« Non crediate che io sia venuto ad abolire la Legge o i Profeti; non sono venuto ad abolire, ma a dare pieno compimento. In verità io vi dico: finché non siano passati il cielo e la terra, non passerà un solo iota o un solo trattino della Legge, senza che tutto sia avvenuto. Chi dunque trasgredirà uno solo di questi minimi precetti e insegnerà agli altri a fare altrettanto, sarà considerato minimo nel regno dei cieli. Chi invece li osserverà e li insegnerà, sarà considerato grande nel regno dei cieli » (Mt 5,17-19).

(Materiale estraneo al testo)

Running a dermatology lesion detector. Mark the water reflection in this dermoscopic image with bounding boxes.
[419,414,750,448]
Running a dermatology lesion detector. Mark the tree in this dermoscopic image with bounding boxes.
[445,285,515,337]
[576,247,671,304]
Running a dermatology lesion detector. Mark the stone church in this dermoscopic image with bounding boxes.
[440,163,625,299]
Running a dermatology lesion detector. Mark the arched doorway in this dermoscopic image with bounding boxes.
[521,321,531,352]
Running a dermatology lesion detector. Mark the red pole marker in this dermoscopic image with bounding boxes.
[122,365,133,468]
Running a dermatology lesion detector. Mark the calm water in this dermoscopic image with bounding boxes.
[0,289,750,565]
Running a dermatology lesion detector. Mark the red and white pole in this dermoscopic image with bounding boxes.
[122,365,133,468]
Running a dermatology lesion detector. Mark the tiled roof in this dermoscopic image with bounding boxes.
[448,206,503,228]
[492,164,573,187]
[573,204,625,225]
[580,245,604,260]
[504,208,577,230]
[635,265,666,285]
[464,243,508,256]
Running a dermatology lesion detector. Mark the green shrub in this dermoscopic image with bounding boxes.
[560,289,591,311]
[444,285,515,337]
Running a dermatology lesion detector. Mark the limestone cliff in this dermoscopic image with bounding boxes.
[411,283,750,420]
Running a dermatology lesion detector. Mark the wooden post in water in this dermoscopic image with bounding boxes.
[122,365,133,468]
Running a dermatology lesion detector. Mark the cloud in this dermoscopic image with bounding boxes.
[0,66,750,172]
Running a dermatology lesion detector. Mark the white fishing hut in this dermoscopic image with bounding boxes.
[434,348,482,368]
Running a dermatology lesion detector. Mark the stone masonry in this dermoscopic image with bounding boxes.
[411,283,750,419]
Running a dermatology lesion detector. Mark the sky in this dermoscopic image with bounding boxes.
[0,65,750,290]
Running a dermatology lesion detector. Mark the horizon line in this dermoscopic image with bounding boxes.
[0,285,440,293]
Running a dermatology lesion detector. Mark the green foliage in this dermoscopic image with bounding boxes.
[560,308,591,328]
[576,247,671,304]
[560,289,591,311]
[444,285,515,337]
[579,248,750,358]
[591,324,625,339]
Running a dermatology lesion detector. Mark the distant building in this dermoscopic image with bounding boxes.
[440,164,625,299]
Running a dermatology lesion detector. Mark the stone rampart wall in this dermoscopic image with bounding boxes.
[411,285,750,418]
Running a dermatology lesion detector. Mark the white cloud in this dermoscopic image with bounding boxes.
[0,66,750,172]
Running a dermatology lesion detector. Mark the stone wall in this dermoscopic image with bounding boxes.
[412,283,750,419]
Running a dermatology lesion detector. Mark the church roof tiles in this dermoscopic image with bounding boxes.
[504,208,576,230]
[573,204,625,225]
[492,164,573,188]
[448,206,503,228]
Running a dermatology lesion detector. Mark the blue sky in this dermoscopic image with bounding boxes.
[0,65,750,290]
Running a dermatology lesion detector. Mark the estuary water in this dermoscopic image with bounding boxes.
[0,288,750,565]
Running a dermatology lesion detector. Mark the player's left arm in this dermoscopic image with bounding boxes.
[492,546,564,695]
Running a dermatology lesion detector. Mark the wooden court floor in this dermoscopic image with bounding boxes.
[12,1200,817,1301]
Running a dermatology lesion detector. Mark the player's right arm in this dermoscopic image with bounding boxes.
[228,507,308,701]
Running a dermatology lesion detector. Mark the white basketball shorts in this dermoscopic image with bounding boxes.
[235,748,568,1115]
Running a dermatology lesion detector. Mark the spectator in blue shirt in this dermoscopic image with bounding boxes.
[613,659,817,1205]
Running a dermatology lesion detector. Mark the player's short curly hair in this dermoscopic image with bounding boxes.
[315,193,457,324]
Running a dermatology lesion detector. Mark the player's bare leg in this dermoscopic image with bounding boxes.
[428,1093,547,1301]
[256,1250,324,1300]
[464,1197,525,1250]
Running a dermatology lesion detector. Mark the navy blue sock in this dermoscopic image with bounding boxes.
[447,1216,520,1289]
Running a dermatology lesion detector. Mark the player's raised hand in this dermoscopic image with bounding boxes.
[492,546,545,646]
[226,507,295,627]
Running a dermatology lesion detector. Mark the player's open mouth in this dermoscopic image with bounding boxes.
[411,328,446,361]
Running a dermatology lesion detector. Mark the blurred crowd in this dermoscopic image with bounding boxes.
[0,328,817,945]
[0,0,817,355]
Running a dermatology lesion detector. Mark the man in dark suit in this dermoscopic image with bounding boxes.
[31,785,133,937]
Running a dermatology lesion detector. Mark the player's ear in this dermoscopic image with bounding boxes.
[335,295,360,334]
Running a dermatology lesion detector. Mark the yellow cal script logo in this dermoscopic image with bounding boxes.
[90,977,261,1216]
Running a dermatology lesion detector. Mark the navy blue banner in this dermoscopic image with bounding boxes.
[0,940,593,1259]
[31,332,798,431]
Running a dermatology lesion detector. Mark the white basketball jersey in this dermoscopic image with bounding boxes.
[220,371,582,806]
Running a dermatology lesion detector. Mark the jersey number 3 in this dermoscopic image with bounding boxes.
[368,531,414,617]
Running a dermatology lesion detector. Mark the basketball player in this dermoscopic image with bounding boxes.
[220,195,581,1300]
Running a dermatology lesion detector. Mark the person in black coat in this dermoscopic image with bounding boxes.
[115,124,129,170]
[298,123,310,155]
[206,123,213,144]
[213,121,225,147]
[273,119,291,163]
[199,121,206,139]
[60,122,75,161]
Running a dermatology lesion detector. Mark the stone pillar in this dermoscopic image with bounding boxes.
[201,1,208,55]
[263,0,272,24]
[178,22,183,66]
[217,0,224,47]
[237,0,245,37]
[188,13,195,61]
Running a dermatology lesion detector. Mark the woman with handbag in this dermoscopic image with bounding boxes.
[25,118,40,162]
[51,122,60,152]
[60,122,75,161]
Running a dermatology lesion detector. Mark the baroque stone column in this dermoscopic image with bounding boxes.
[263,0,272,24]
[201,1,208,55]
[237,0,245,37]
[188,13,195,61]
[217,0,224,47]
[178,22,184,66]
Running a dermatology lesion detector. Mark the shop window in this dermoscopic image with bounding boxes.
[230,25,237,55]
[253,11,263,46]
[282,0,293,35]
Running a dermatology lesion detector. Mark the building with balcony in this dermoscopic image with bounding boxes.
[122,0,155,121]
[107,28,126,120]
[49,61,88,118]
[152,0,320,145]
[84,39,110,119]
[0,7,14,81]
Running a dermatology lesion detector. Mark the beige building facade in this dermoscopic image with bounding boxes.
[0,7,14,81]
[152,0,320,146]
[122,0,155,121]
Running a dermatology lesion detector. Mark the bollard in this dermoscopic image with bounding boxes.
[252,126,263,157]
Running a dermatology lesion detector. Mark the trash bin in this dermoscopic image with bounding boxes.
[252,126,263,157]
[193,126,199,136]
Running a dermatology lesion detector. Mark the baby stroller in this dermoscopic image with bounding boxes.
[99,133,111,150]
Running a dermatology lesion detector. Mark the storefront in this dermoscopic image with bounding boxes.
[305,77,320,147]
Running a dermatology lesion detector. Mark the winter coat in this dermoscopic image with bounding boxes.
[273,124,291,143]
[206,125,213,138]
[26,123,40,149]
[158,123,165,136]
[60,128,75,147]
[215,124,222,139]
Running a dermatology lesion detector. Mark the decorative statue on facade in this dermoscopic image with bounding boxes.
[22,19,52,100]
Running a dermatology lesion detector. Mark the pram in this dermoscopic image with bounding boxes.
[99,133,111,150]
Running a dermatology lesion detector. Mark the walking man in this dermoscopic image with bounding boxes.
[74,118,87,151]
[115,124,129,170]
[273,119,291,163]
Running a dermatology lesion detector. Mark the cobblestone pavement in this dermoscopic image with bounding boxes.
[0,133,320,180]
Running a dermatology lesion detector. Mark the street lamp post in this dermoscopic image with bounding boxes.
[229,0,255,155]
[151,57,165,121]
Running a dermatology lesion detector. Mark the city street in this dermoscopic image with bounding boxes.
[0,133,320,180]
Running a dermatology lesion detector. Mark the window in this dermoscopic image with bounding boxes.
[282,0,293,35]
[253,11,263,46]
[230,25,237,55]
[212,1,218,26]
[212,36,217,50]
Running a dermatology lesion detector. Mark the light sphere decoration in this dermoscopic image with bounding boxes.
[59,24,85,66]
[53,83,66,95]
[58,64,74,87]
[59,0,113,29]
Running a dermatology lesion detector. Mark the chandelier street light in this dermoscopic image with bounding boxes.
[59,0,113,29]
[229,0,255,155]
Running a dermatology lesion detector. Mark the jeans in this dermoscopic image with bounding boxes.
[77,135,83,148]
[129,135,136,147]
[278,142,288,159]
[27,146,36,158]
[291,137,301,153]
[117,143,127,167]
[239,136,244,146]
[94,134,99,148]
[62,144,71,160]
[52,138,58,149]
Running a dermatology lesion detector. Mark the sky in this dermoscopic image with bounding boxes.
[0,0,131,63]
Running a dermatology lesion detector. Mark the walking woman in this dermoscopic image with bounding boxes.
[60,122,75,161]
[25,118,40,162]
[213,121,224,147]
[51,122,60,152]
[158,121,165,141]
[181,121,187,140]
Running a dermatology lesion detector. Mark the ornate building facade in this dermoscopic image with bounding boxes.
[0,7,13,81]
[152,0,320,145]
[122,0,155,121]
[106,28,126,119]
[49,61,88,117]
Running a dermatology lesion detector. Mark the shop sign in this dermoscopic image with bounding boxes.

Qui il Signore Gesù ci consegna l’insegnamento più completo e profondo sul rapporto che il Vangelo e la sua persona intrattengono con la Legge e i Profeti, cioè con la totalità delle Scritture dell’Antico Testamento. Non è venuto ad abolirle, a distruggerle, ma a portarle a compimento. Il rapporto che lui vuole avere con il passato, non è “dialettico”, di eliminazione e sostituzione.
Compiere qui non significa semplicemente “mettere in pratica”, ma “realizzare”. Tutto quello che le Scritture prescrivono non deve affatto cadere, ma trova in Lui, nella sua vita una realizzazione superiore.
Quello che i profeti “intravvedono” nel chiaroscuro della loro visione profetica, che loro stessi non hanno compreso fino in fondo, trova ora in Lui, nella sua persona e nella sua vita, soprattutto nel mistero della sua Pasqua, cioè del suo “passaggio” « da questo mondo al Padre » (Gv 13,1), la sua realizzazione. Il compimento è – insieme – un superamento, perché la realtà va oltre le attese e le previsioni.
L’Antico Testamento, le sue prefigurazioni e le sue profezie non sono una fotografia o una anteprima del Nuovo. Gesù non viene solo a mettere in pratica quello che vi è descritto, ma a “compierlo”, cioè a continuare e a perfezionare il loro intrinseco dinamismo.